Когда отец воевал с немцами, мы бедствовали. Урожай не урожай. На трудодень получали от силы двести граммов ржи или пшеницы.

Спасало молоко.

Перегоняли на сливки. Сливки пахтали. Сбитое масло везли в город, на базар. Обрат заквашивали на творожок. Творожок тоже в город. Продадим, купим муки, картошечки, маргогусалину. Над каждой крошкой трясемся. Отощаем до того, что самих себя с одрами сравниваем. Случалось, что и опухали. Жалели тех, кому нечем было спасаться. Проклинали фашистов.

Папа вернулся с войны израненный. Посмотрел, послушал, говорит: «Разорились страшенно! Ничего не поделаешь. Надо было для победы. Скоро оклемаемся. Как пить дать».

В сорок седьмом, слышу, шепчет маме. Глухая осенняя ночь. Темнотища за окном, будто всю землю распахали.

— Стремишься, работаешь, ан не к вёдру оно.

— Да, год от году не легче.

— Неправильность происходит в деревне.

— Ильич мало годов правил, здоровьем был плох, а ездил по заводам и деревням. Глядел, как народ живет, думы изучал. Надо бы и нынче так.

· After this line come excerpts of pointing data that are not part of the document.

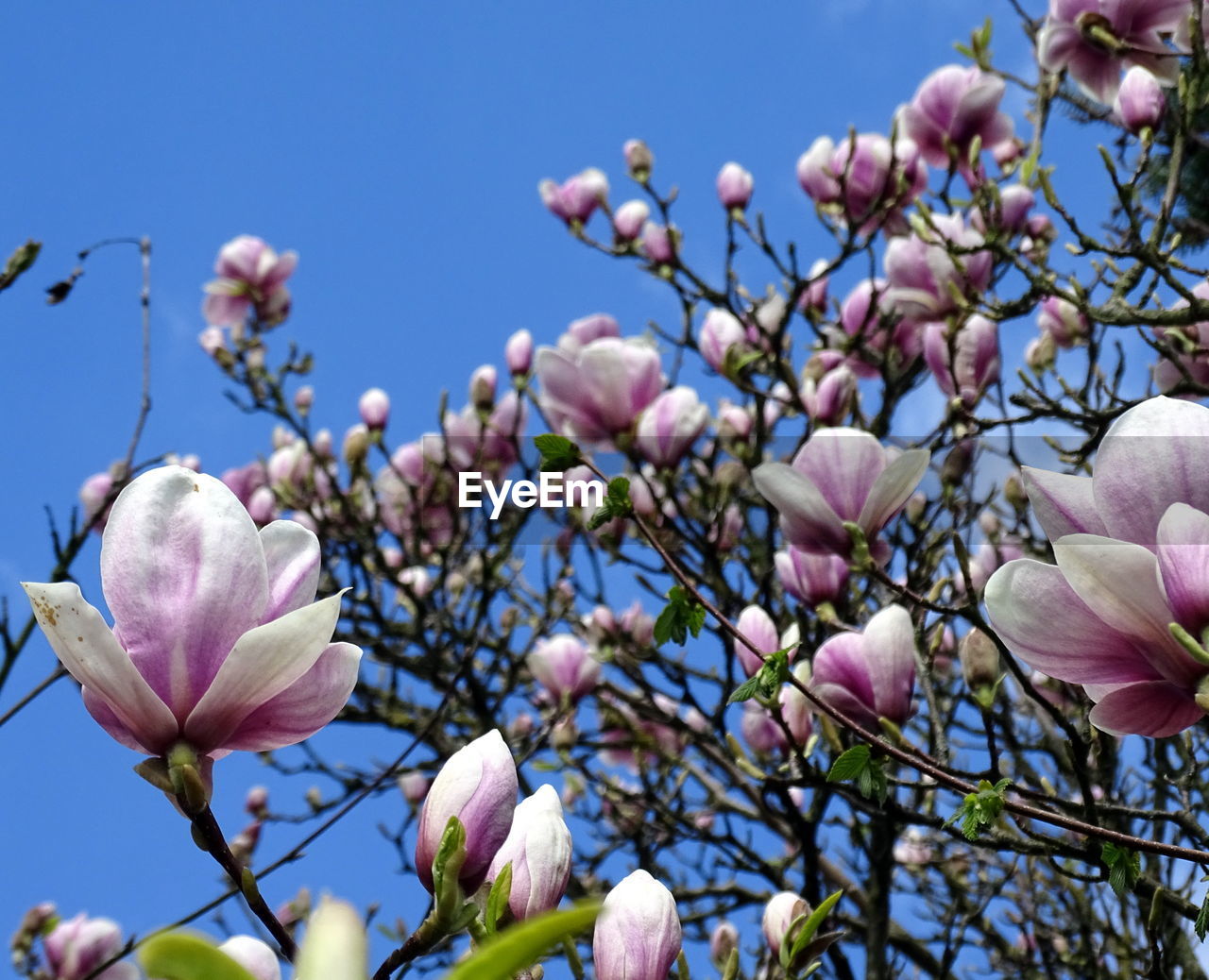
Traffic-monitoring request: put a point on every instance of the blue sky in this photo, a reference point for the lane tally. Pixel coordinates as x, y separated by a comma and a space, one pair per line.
397, 147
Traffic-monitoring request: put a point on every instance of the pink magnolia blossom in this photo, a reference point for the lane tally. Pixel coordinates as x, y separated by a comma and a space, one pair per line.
218, 640
734, 186
577, 197
966, 363
839, 475
599, 392
925, 267
1140, 102
953, 107
478, 786
77, 946
538, 847
1131, 543
810, 578
564, 667
639, 933
251, 279
869, 674
866, 177
1096, 39
669, 426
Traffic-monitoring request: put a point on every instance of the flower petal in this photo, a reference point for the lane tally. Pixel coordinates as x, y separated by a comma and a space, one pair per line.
1153, 708
1040, 617
305, 707
893, 488
1063, 504
94, 656
1153, 456
264, 663
184, 575
890, 661
292, 553
1183, 565
1118, 583
807, 518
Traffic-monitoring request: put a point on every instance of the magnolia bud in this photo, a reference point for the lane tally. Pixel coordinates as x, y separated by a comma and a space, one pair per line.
478, 786
639, 933
538, 846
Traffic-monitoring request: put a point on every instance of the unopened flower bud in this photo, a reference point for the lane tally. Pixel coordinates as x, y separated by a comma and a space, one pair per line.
375, 409
734, 186
639, 159
483, 387
357, 445
519, 353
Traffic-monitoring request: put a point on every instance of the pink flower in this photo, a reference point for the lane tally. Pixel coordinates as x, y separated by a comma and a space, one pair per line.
869, 674
599, 392
1096, 39
565, 667
839, 475
639, 933
925, 268
478, 786
218, 640
577, 197
538, 847
1140, 102
734, 186
251, 279
77, 946
966, 363
866, 179
1132, 543
669, 426
953, 107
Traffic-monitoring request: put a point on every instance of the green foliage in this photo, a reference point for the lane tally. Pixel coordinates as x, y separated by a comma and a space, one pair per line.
21, 260
980, 808
557, 452
521, 945
806, 946
767, 681
182, 956
681, 617
1125, 868
617, 504
859, 765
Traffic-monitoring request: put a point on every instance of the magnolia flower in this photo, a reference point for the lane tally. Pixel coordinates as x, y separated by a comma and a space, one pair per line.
869, 674
77, 946
599, 392
1096, 39
216, 640
478, 786
953, 107
639, 933
251, 277
838, 476
1132, 543
538, 847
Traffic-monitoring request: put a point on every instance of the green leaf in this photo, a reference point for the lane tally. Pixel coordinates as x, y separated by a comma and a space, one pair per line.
807, 935
497, 898
849, 764
21, 260
521, 945
557, 452
184, 956
681, 617
1125, 868
617, 503
980, 808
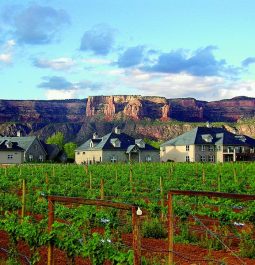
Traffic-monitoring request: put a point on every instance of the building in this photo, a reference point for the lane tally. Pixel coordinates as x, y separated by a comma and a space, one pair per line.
208, 144
11, 153
32, 146
115, 147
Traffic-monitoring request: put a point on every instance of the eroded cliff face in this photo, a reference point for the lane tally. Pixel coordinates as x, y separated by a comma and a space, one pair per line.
134, 107
78, 119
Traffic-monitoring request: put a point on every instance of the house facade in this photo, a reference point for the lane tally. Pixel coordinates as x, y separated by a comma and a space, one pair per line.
208, 144
11, 153
33, 148
115, 147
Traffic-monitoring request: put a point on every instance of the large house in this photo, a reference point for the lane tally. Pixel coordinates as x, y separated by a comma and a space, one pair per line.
115, 147
34, 150
208, 144
11, 153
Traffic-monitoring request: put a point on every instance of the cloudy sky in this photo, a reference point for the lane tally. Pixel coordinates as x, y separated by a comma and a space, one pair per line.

Отец круто переменился. Раньше, приходя перекусить, совсем не засиживался дома. Поел — и как не было. Мы, я и сестренки, жаловались матери: «Чо папка с нами никогда не поиграет?» Она отшучивалась: «У него в сапогах горячие угольки. Сидит — жгутся, бежит — ничего».

Теперь отец неохотно уходил из дому. Часто прихварывал — на ненастье мучили раны. Он сделался вялым. Прежняя упругость возникала в нем лишь тогда, когда он, как подсмеивалась над ним мама, вдарялся в критику.

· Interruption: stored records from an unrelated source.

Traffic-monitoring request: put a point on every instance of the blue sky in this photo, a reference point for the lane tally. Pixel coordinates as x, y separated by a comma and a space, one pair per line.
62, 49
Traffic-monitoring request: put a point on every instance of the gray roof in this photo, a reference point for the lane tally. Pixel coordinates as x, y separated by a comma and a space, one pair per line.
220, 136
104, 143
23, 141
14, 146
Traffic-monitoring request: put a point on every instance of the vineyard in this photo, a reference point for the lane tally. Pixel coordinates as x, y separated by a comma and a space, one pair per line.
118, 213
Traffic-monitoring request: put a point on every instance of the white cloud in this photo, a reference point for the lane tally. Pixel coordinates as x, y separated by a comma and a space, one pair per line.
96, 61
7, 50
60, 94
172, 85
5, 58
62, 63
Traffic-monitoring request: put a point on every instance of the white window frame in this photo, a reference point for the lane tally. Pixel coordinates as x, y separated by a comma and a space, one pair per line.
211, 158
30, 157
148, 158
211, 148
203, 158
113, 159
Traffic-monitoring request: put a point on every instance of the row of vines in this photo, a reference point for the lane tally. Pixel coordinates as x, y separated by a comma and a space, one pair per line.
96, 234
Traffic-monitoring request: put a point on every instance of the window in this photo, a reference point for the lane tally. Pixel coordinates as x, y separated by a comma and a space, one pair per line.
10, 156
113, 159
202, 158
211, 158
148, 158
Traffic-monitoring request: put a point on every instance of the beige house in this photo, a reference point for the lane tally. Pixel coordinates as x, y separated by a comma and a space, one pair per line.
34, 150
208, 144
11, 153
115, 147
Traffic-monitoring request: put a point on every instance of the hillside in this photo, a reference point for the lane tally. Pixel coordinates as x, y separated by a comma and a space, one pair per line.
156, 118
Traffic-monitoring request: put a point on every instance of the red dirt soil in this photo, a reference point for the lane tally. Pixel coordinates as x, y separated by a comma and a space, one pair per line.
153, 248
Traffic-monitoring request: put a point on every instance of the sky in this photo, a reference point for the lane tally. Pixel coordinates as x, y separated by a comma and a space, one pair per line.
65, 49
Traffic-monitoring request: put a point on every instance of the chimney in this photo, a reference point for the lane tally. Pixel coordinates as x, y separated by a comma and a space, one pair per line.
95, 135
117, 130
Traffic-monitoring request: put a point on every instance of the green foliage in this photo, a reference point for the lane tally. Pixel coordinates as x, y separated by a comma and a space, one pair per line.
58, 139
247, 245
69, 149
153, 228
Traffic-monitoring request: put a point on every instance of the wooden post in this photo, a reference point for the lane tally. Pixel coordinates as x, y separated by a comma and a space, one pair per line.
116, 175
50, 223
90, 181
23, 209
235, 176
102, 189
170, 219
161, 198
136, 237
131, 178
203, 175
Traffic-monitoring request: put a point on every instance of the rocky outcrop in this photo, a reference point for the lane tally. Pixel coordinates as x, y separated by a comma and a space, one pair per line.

То, что он больше стал бывать дома, невольно привлекло его внимание ко мне и сестренкам. Он удивился, что я уже разбираюсь кое в каких житейских сложностях.

Он сказал маме: «Паша, наш Глебка-то, бесененок, кумекает не хуже взрослого».

Она вздохнула: «Своих детей не знаем». Отцу было трудно без собеседника. Он обрадовался, что сможет поверять мне свои думы.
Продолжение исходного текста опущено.